Officer of the Bangladesh Army

Khandaker Abdur Rashid is a Bangladeshi fugitive and former officer of the Bangladesh Army, who was a key organizer of the 15 August 1975 coup d'état.

==Early life==
Khandaker Abdur Rashid was born on 21 July 1946 in Comilla of then Bengal Province, British India.

== Military career ==
He served in the Pakistan Army and defected during the start of Bangladesh Liberation War. He was a freedom fighter and fought under Z force.

== Assassination of Sheikh Mujib ==
Rashid was a major at the time of the 15 August 1975 coup and the assassination of Sheikh Mujib. He was part of the team that raided the armory of the 2nd Field Artillery on 11:30 pm August 15 to use the weapons in the coup. He was maintaining contact with Moshtaque throughout the time. The conspirators held several meetings at his residence in Dhaka Cantonment. He was promoted to lieutenant colonel after the assassination.
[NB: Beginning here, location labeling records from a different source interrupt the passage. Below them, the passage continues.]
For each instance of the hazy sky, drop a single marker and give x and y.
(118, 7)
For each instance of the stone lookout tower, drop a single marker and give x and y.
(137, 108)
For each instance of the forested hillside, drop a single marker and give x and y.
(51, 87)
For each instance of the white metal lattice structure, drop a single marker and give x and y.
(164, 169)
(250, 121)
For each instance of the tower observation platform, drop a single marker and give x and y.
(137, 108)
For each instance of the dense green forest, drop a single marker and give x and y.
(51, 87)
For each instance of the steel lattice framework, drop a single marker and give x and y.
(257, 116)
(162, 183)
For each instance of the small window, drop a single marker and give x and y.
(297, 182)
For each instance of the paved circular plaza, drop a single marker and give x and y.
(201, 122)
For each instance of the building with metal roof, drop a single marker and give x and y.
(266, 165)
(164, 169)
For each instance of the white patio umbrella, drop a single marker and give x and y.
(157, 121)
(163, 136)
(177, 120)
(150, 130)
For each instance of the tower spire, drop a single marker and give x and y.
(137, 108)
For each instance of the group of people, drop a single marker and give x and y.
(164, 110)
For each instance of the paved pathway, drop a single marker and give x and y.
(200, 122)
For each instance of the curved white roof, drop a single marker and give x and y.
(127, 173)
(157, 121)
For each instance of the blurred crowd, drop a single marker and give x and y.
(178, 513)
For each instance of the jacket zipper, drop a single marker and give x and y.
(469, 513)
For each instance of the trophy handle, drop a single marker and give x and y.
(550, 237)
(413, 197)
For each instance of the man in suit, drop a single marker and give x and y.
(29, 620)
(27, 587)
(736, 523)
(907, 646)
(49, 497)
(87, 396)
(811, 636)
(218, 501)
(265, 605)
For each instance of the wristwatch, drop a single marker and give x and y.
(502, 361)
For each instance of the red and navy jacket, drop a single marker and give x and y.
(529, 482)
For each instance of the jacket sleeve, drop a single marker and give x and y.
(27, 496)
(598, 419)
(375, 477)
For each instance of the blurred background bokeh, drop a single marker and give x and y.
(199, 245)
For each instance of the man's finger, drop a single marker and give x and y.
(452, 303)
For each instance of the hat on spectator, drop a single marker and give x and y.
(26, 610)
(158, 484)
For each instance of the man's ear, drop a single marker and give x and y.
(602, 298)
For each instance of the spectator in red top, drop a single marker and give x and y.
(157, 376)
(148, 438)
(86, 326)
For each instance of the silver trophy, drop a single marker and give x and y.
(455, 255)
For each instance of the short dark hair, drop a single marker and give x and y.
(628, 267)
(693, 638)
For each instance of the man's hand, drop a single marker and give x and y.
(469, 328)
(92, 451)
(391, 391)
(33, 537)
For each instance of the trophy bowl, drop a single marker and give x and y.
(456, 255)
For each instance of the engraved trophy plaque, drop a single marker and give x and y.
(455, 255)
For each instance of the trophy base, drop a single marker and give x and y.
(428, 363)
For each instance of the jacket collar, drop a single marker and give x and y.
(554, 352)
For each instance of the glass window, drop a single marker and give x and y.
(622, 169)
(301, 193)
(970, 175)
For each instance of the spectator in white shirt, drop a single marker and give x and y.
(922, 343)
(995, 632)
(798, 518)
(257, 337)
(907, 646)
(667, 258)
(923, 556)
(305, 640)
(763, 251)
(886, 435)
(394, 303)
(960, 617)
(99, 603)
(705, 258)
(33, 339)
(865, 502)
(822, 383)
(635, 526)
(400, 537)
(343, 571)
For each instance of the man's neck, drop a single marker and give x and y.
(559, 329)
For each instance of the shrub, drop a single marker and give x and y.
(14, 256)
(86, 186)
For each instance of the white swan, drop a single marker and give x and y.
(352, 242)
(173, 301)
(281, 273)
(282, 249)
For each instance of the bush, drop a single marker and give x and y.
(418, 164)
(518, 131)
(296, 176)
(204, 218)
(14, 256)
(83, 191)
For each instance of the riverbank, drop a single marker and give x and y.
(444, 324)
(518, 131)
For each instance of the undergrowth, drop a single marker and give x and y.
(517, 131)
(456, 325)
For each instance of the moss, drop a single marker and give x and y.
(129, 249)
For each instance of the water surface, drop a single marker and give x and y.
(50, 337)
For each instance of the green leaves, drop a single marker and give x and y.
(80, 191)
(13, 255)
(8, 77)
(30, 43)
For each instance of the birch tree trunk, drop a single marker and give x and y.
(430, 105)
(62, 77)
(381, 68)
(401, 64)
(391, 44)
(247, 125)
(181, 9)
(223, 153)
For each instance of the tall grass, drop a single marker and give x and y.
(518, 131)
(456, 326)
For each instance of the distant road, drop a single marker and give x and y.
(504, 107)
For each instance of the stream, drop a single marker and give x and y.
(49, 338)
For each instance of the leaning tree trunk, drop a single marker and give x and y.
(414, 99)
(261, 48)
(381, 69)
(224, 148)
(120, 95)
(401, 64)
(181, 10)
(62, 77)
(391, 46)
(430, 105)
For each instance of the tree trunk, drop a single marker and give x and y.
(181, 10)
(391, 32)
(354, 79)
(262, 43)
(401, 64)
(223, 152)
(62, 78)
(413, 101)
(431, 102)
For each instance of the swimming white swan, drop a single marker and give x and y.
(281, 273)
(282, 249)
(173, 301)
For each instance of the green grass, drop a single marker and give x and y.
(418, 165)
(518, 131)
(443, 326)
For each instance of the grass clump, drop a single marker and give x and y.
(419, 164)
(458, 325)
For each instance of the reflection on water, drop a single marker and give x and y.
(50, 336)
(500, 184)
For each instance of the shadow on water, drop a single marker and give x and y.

Despite having a similarity in family name, the only relation between Abdur Rashid and Khandaker Moshtaque Ahmed was their common birth district. Khandaker Moshtaque Ahmed became the president of Bangladesh after the assassination of Sheikh Mujib.

== Political career ==
He returned to Dhaka during the regime of Hussain Mohammad Ershad. He formed the Bangladesh Freedom Party with Sayed Farooq-ur-Rahman. He was elected to parliament in the 15 February 1996 general election from Comilla-6, which was discredited. Farooq was his brother in law. He was convicted and sentenced to death in absentia for the assassination of Sheikh Mujib. He lives in the United States as of 2000. In 2016, the government of Bangladesh passed a law that allowed for the seizure of the properties of those convicted in the killing of Sheikh Mujib. Abdur Rashid's shares in Kushtia based Jubilee Bank were ordered to be seized by Bangladesh Bank.

== Family life ==
Khandakar Abdur-Rashid is married to Zubaida Khan, a daughter of S. H. Khan, the younger brother of Abul Kashem Khan, a leading industrialist and minister belonging to the politically prominent Khan family of Chittagong. His daughter Mehnaz Rashid is a leader of the Freedom Party and was arrested in 2009 by Bangladesh Police.